Creating secure banking environments without generating undue customer frictions relies on strong front- and back-end approaches to help FIs spot red flags, create login experiences that are harder for bad actors to crack and guide customers on how they can avoid falling victim to ATOs. Ryan Leblond, manager of fraud prevention and investigations at ESL Federal Credit Union, explained these key strategies in a recent PYMNTS interview.
Fighting Username And Password Theft
Bad actors often initiate their ATOs by trying to trick potential victims into revealing their bank login information. Scammers could contact consumers and purport to be software company representatives, for example, asking for access to their devices to make remote repairs. Fraudsters who manage to gain access to customers’ banking profiles in this manner can then set new usernames and passwords, Leblond explained, allowing them to leverage those credentials to tap into the accounts whenever they want while locking out legitimate users.
FIs that keep customers informed about these and other schemes can better enable them to actively protect their accounts. Leblond said that banks and credit unions must still be somewhat measured when sharing fraud-fighting tips with customers to avoid airing too many of their anti-fraud strategies, though.
“We want to give them enough information so they can be as proactive and safe as possible, [while] also balancing not giving the fraudsters a playbook or blueprint of how fraud can be perpetrated and ways around it,” he noted.

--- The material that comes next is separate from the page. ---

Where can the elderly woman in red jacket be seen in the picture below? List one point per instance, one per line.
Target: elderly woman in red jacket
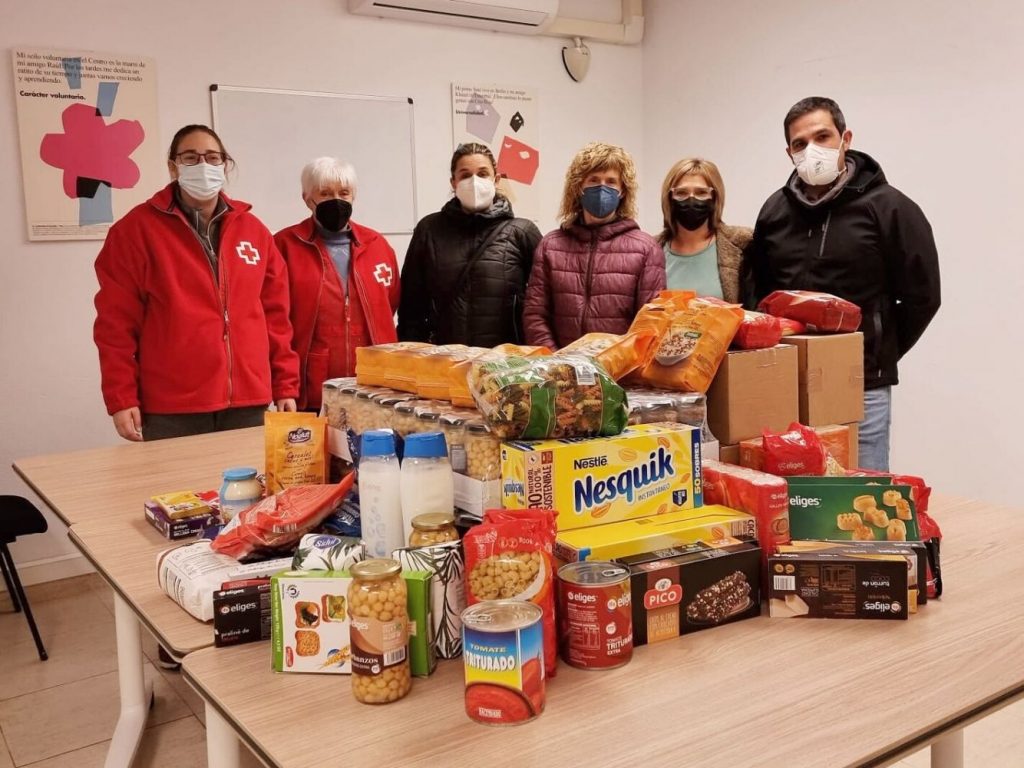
(343, 280)
(594, 272)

FIs can adopt more robust login approaches to make it less likely that bad actors can obtain the necessary information to pass authentication checks. Relying on just one set of details — such as usernames and passwords — is insufficient, Leblond said, especially as some customers use the same password for many accounts. Reusing passwords puts consumers at greater risk because fraudsters who can compromise an account with one business can use those details to gain entry into others. FIs can mitigate this risk by having customers answer certain questions after providing passwords, for example, or asking that they undergo facial- or fingerprint-based biometric authentication.

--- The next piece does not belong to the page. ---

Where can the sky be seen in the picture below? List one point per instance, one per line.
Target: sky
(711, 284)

Effective fraud fighting requires FIs to identify their customers’ preferences and provide security solutions that suit users’ comfort levels and familiarity with certain technologies and banking channels. Mobile banking apps that scan customers’ faces or fingerprints can offer powerful, fast authentication processes, for example, but such solutions will prove unhelpful if consumers cannot or refuse to use them. This consideration is a priority for ESL, Leblond said. The credit union’s membership primarily includes older consumers who may be uncomfortable handling biometric-based apps, while some may not own smartphones that offer such capabilities.
“It’s like buying a really shiny sports car for someone who doesn’t like driving,” Leblond said. “You can put all these technologies and methods and security in place, but if people aren’t using it, they’re not required to update it and you’re not monitoring [its] effectiveness, then those technologies are not going to be helpful to your organization.”

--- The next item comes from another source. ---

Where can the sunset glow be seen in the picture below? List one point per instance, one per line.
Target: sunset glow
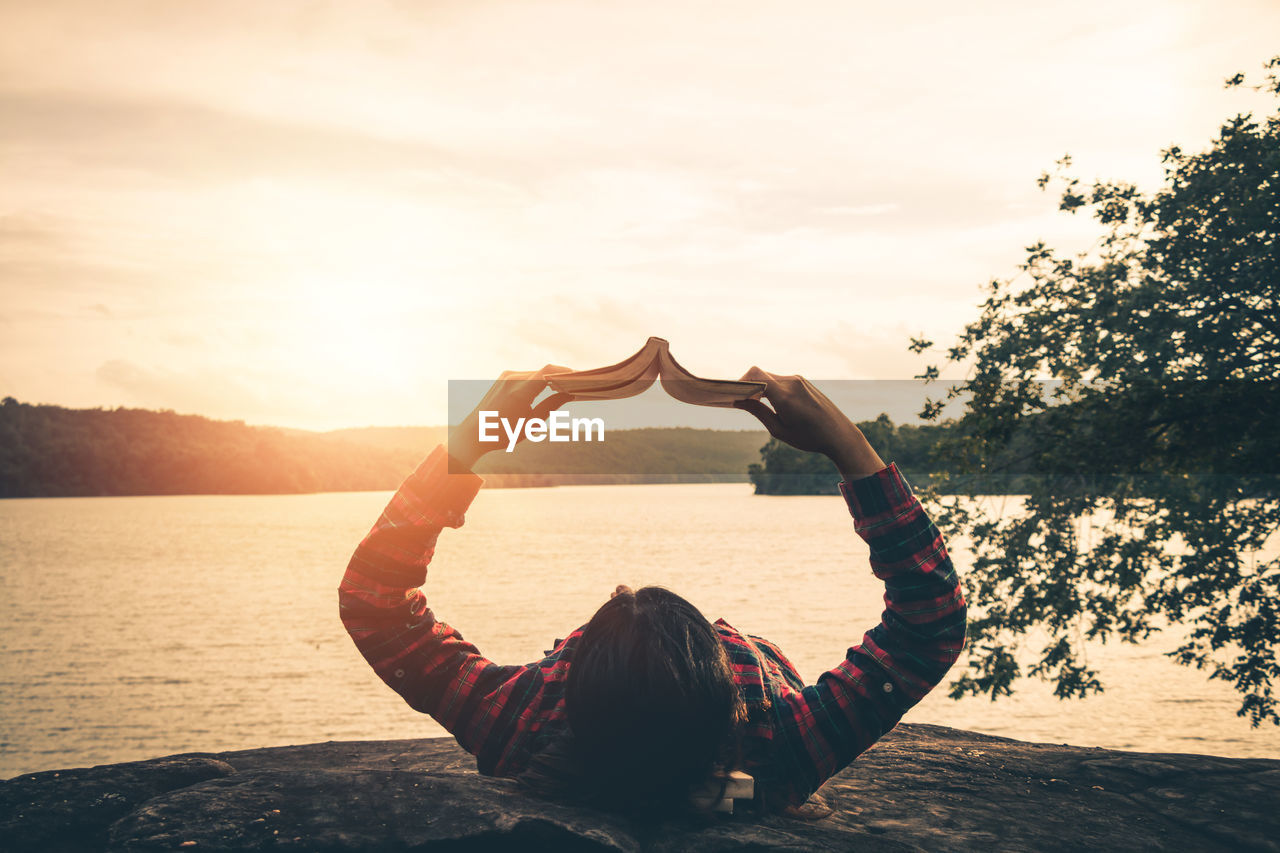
(316, 215)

Applying multiple authentication methods is key to good security, and FIs must provide numerous options tailored to customers’ habits and preferred banking methods. Account holders who cannot be authenticated biometrically could be asked to answer additional questions, for example, a practice ESL does for many customers who call its contact centers or visit branches.
Many FIs have also implemented voice-based biometrics at their call centers, Leblond said, and ESL is considering such methods. FIs that utilize these techniques record, analyze and store users’ voices, then leverage technology to compare the rhythm, pitch and other patterns in a given caller’s voice to verify that individual’s identity. One advantage to adopting this approach is that it does not require customers to change their behaviors.
Behind-the-scenes methods like voice-based authentication can help FIs safeguard the customer experience while tightening security. Leblond said ESL relies on such approaches to monitor suspicious activities that could indicate a fraudster is controlling an account.
“If we see you log in 100 times in New York City, but now [you’ve] got an IP address bouncing in Saudi Arabia, we’ve got an issue there,” he explained.
Catching bad actors early requires examining whether customers’ account activities are out of sync with their normal behaviors. FIs should examine transactions, logins and even minute details such as the web browsers customers typically use when viewing their accounts and where they are using their devices
“It’s not just what hits the statement [that matters] — a lot of people have misconceptions on that,” he said. “We want to look at not [just] what’s posting but [also] what’s in progress, what’s being attempted, [and] we work on the back-end to understand that in a granular detail.”
ATOs can be unsettling and damaging, and FIs’ approaches are evolving as they work to keep customers safe from new fraud tactics. Blending powerful back-end security systems with clear customer communication can help banks and credit unions fend off fraudsters and provide smoother experiences to legitimate users.